Making Some Initial Data

Let's create a new function that creates some initial data:

pub fn build_users_file() {
    use std::io::Write;

    let users = get_users();
    let json = serde_json::to_string(&users).unwrap();
    let mut f = std::fs::File::create("users.json").unwrap();
    f.write_all(json.as_bytes()).unwrap();
}

The bulk of this function is handling writing to a file: obtaining access to the Write trait (required by write_all), creating a file and using write_all to write to it. Notice that you never close the file: you don't need to. File uses "RAII" - Resource Allocation Is Initialization, and store the file handle internally. When File drops out of scope, the file is closed. You'll learn to do this for your types tomorrow.

Also, don't worry about all the unwrapping---that's on the menu for tomorrow, too.

The serialization portion is rather straightforward:

let json = serde_json::to_string(&users).unwrap();

Now open login and add a one-liner to the first line in main():

authentication::build_users_file();

Run the program and exit out. In your login directory you now have a file named users.json. It looks like this:

{"bob":{"username":"bob","password":"password","action":{"Accept":"User"}},"herbert":{"username":"herbert","password":"password","action":{"Accept":"Admin"}},"fred":{"username":"fred","password":"password","action":{"Denied":"PasswordExpired"}}}

All of your data is there - but it's not pretty! Let's enable prettiness. In the build_users_file() function:

    //let json = serde_json::to_string(&users).unwrap();
    let json = serde_json::to_string_pretty(&users).unwrap();

Run login again, and you have a nicely formatted JSON file:

{
  "bob": {
    "username": "bob",
    "password": "password",
    "action": {
      "Accept": "User"
    }
  },
  "herbert": {
    "username": "herbert",
    "password": "password",
    "action": {
      "Accept": "Admin"
    }
  },
  "fred": {
    "username": "fred",
    "password": "password",
    "action": {
      "Denied": "PasswordExpired"
    }
  }
}

Whether or not you want prettiness is up to you. We're going to use the pretty version because it's easier to read.
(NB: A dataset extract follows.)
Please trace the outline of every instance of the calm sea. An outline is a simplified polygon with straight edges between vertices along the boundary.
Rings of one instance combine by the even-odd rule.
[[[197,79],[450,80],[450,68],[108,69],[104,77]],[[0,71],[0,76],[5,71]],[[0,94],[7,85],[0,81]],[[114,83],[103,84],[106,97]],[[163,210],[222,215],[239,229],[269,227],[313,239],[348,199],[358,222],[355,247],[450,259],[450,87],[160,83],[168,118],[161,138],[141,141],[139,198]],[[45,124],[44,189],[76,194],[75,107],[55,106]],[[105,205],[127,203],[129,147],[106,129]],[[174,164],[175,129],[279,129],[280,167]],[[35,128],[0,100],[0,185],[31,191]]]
You save disk space and processing time by not formatting the JSON nicely with whitespace.

That really is all you need to create some JSON. How about reading it back?

Deserializing Data

Now that we have an initial users.json file, we don't need to keep recreating it. We'll keep the build_users function around just in case, but one-off functions to create some initial data are pretty common.

Let's change get_users to load our data from disk. Serde really does make it easy. The whole function can be replaced with:

pub fn get_users() -> HashMap<String, User> {
    let json = std::fs::read_to_string("users.json").unwrap();
    serde_json::from_str(&json).unwrap()
}

This loads "users.json" into a String, and then deserializes it straight into a HashMap.

Let's open the login project again.

This is still live-coding, the Github Example is here

Comment out the call you made to build_users_file() and run the program. It works!

To prove that it really works, let's edit users.json. Replace "fred" with "toby":

  "toby": {
    "username": "toby",
    "password": "password",
    "action": {
      "Denied": "PasswordExpired"
    }
  }

Now try to login as "toby":

Welcome to the (Not Very) Secure Server
Enter your username:
toby
Enter your password:
password
Access denied
PasswordExpired

Rust's serialization and deserialization support was one of the features that first sold me on the language. It really is great.